In “Newton, Einstein, Watson and Crick, were not peer reviewed“, Jo Nova questions whether peer review is valid at all. I think the answer is somewhat more nuanced. This is an extended version of a comment made.
Before dismissing peer review, we should ask are the boundaries of peer review. That is what peer review can achieve and what it cannot.
Proper peer review should check that the thesis of paper is original and properly references other works in the field. It should also make sure that the claims made are coherent, not demonstrably false, have a reason (or reasons) for originality, and all assumptions are clearly stated. It might also check to ensure that certain ethical boundaries are not breached. There is more basic checking, like that of an editor.
Peer review cannot determine if the following criteria are valid:-
(1) The ultimate truth. Make sure that the claims made are the last word on the subject. That is the thesis will never be falsified, contradicted, or supplanted by more general theories.
(2) The best to date. Determine that the thesis is superior to what is already available. There is a place for literature reviews to compare and contrast the existing body of knowledge.(i)
(3) That every point is correct, or every assumption known and stated.
(4) That every conjecture that the paper is built upon is correct, or every assumption is valid. Certain stated hypotheses or conjectures might be themselves based upon other conjectures. Assumptions might be accepted, but be false or exclude other, contradictory but quite valid, lines of enquiry.
(5) That a paper is hugely significant, or of little consequence.
(6) That a paper is of outstanding quality, against mediocre.
(7) That the absence of, superior, contradictory views in the academic literature is not a demonstration of the truth or quality of a research program.

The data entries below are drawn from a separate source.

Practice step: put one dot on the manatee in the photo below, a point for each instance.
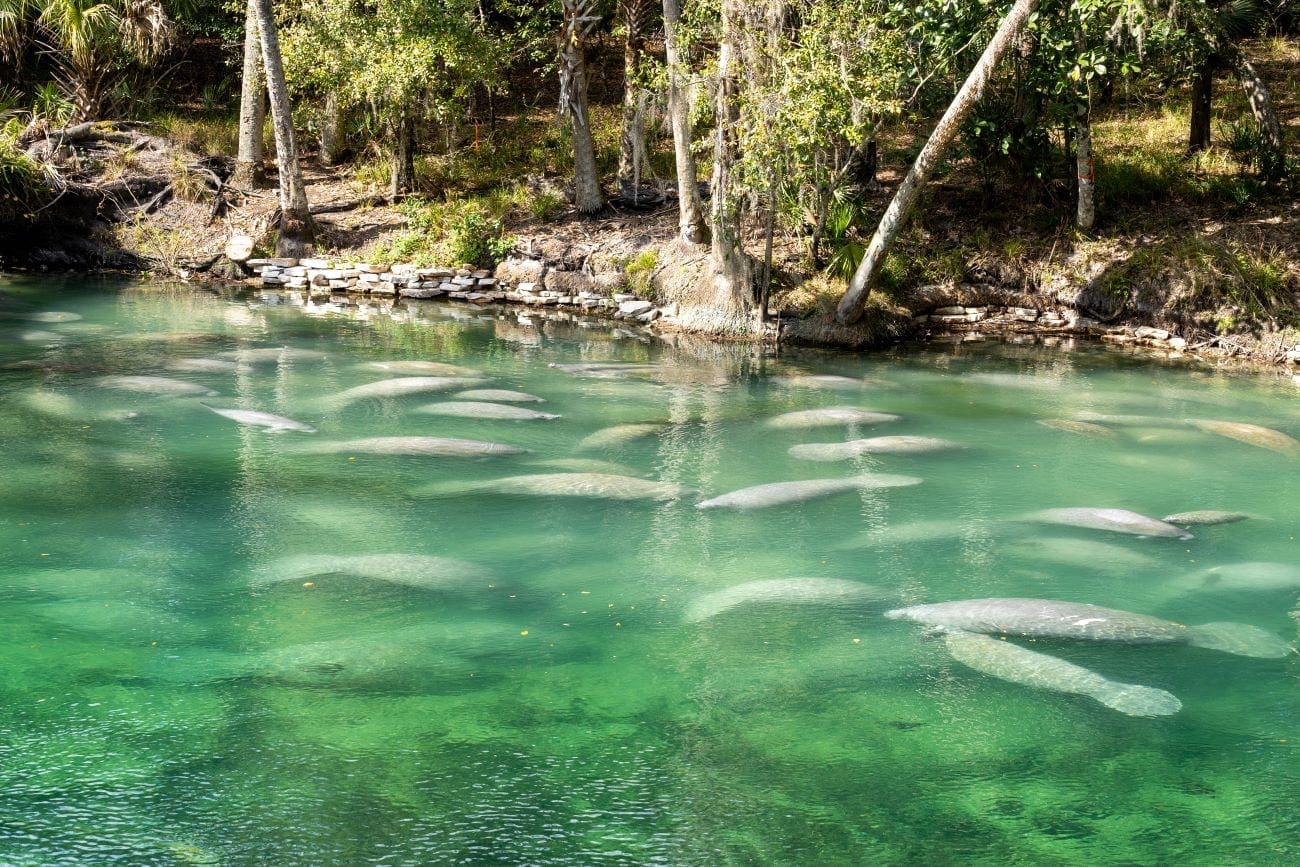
(1251, 434)
(421, 368)
(585, 485)
(620, 436)
(263, 420)
(872, 446)
(425, 446)
(1071, 425)
(827, 417)
(408, 569)
(1040, 671)
(819, 381)
(399, 388)
(155, 385)
(781, 592)
(1077, 620)
(498, 395)
(267, 355)
(800, 491)
(481, 410)
(1205, 517)
(202, 365)
(1117, 520)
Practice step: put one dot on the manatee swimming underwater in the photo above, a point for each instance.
(263, 420)
(155, 385)
(781, 592)
(482, 410)
(1054, 619)
(424, 446)
(1117, 520)
(800, 491)
(408, 569)
(1251, 434)
(828, 416)
(871, 446)
(1018, 664)
(585, 485)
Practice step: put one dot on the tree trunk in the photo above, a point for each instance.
(330, 124)
(693, 228)
(295, 219)
(850, 306)
(632, 146)
(252, 108)
(1203, 99)
(1272, 156)
(580, 20)
(732, 272)
(402, 181)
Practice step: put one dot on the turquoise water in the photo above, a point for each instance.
(174, 689)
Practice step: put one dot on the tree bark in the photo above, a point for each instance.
(330, 124)
(693, 228)
(1203, 100)
(579, 20)
(402, 181)
(850, 306)
(295, 219)
(1272, 156)
(252, 108)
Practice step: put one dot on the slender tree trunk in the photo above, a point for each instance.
(580, 17)
(637, 16)
(295, 219)
(850, 306)
(252, 108)
(1272, 156)
(693, 228)
(330, 124)
(732, 272)
(1203, 100)
(402, 180)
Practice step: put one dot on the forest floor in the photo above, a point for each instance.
(1194, 245)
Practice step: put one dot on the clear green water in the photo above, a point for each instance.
(157, 705)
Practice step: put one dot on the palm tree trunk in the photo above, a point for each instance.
(295, 219)
(1203, 99)
(692, 225)
(850, 306)
(579, 20)
(252, 107)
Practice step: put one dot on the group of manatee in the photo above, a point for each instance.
(974, 631)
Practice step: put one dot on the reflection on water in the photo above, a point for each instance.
(230, 644)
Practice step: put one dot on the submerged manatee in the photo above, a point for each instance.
(481, 410)
(1205, 517)
(872, 446)
(585, 485)
(620, 436)
(1040, 671)
(401, 388)
(1117, 520)
(1251, 434)
(781, 592)
(408, 569)
(801, 491)
(827, 417)
(155, 385)
(498, 395)
(1054, 619)
(263, 420)
(425, 446)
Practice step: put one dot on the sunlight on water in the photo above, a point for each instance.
(349, 631)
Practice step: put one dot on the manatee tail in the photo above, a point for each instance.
(1239, 638)
(1136, 701)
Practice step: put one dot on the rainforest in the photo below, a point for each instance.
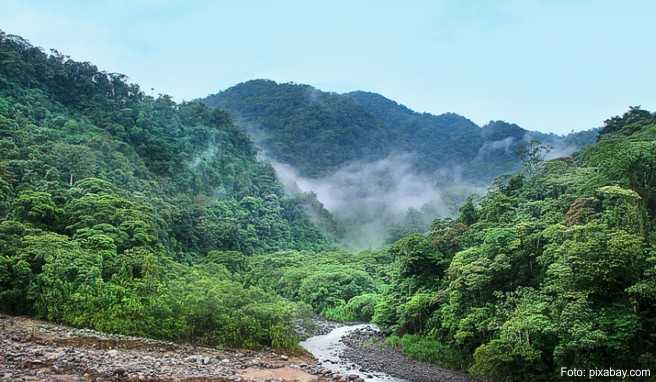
(240, 219)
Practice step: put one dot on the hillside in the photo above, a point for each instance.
(129, 214)
(318, 132)
(549, 270)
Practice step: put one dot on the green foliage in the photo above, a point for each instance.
(317, 132)
(133, 214)
(552, 269)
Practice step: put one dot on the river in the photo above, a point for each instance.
(328, 350)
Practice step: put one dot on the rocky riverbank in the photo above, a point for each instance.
(32, 350)
(366, 347)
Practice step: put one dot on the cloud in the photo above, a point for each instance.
(369, 198)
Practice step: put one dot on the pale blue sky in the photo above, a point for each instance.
(546, 65)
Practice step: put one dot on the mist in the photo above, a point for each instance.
(374, 198)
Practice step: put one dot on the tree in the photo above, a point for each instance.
(532, 155)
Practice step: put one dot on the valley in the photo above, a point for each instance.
(147, 239)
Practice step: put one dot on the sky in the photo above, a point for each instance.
(553, 66)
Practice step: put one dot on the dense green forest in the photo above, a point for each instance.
(117, 210)
(317, 132)
(554, 267)
(138, 215)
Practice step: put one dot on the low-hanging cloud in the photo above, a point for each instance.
(370, 197)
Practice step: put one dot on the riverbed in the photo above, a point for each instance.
(358, 350)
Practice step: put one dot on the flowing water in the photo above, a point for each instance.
(327, 349)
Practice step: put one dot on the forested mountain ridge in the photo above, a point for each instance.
(318, 132)
(126, 213)
(553, 268)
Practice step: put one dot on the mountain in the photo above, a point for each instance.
(318, 132)
(131, 214)
(546, 271)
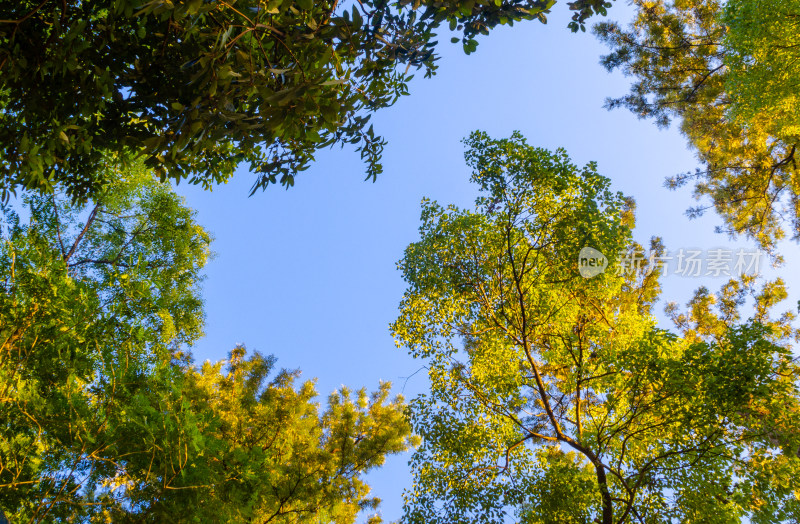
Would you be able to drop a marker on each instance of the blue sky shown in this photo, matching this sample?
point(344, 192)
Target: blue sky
point(309, 274)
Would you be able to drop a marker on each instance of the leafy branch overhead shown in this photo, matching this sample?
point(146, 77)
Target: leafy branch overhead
point(199, 87)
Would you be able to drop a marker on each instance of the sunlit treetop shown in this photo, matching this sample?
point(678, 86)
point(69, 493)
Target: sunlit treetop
point(729, 77)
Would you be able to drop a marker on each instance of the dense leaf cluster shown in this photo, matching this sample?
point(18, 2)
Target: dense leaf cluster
point(103, 417)
point(198, 87)
point(556, 398)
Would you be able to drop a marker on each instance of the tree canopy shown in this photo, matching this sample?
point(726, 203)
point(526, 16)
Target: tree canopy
point(730, 75)
point(104, 417)
point(198, 87)
point(558, 398)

Academic study is a combination of building on the work of that has gone before, whilst noticing the empirical or logical gaps and anomalies. It can be quite valid to making conjectures upon conjectures, as long as you do not lose sight that the falsification of a root conjecture will partially or completely undermine every piece of work built upon it.(ii) In climatology the vast majority of papers are built upon looking at the consequences of the catastrophic warming hypothesis. Falsifying CAGW will mean entire research programs will be null and void. That includes many studies in other areas such as economics and public-policy making.